Hewlett participated in civic life and stood up for his rights. In addition to his work at Harvard, Hewlett was also partial owner of a clothing and variety store on Brattle Street in Cambridge where he sold gymnastic equipment. When he and his daughter were denied their seats at the Boston Theater in 1866, he petitioned the Commonwealth of Massachusetts to better enforce its own laws and revoke the licenses from establishments that illegally discriminated against African Americans.

==Personal life==
Hewlett was born in New York, to Isaac and Rachel Hewlett. He married Virginia Josephine Lewis, a physical education instructor.

They had six children: Virginia Hewlett Douglass, a suffragist who married Frederick Douglass Jr.; Emanuel D. Molyneaux Hewlett, who became the first black graduate of the Boston University School of Law; Aaron; Isaac; Paul Molyneaux, who became a renowned Shakesperian actor; and Aaronella.
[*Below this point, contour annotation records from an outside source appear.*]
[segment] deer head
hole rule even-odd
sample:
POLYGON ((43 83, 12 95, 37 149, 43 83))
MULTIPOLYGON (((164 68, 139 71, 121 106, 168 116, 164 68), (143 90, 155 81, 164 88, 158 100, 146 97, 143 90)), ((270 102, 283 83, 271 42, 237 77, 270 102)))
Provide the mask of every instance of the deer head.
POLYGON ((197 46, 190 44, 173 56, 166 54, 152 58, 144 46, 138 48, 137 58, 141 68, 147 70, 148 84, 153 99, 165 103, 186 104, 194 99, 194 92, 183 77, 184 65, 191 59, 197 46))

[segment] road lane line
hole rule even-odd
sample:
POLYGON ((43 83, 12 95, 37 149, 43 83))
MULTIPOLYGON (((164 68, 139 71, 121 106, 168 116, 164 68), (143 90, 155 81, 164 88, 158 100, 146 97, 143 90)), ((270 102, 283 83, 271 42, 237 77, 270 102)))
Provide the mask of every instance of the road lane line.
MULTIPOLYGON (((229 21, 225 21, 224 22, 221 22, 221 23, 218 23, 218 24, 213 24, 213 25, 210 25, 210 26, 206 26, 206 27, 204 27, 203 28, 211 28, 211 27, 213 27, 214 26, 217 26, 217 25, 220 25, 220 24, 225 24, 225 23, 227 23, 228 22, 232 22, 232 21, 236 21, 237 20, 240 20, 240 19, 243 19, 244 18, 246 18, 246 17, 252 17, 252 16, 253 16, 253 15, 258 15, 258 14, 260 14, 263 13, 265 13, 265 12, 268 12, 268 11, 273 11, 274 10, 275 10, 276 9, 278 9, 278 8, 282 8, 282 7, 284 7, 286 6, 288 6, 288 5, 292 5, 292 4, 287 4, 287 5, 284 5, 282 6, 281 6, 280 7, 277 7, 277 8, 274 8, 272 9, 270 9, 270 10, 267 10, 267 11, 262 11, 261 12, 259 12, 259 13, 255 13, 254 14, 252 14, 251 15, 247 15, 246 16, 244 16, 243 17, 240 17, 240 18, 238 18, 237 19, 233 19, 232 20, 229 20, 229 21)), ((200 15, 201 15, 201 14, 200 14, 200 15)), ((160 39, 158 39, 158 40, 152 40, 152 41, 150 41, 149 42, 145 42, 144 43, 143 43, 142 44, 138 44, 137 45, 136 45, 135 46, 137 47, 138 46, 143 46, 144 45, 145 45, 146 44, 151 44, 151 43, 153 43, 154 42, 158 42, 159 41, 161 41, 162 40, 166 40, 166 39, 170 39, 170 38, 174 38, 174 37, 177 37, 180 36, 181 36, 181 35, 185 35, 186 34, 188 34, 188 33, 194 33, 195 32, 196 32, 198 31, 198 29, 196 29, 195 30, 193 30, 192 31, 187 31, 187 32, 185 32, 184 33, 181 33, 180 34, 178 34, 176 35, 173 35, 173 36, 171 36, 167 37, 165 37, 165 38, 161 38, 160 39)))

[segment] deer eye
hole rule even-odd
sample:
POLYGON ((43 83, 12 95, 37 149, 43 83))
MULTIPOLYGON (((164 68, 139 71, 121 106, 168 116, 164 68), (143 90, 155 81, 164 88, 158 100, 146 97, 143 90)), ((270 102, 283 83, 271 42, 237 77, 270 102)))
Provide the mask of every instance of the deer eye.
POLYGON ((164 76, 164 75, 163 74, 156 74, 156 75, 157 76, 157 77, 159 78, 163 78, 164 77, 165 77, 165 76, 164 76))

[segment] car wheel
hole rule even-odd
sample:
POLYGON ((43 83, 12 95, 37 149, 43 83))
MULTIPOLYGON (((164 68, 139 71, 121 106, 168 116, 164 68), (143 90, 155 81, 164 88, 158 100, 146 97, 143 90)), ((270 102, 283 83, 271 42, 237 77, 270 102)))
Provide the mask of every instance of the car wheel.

The New York Times published an editorial in 1916 about the "boxing revival" of the time at Harvard, mentioning Hewlett – deceased for over forty years – as a prize fighter and a "midnight Mars" who came to Harvard from "the traditions of the ring." Emanuel Molyneaux called the editorial "uncomplimentary" and denied his father had been a prize fighter. The name Molyneaux or Molineaux occurs several times in the history of the ring. In 1809, Tom Molyneaux and his father, Jacob, were framed prizefighter at the old Catherine Markets in New York City. The never defeated Virginia native Jim Wharton "Molyneaux the Morocco Prince" (1813-1856).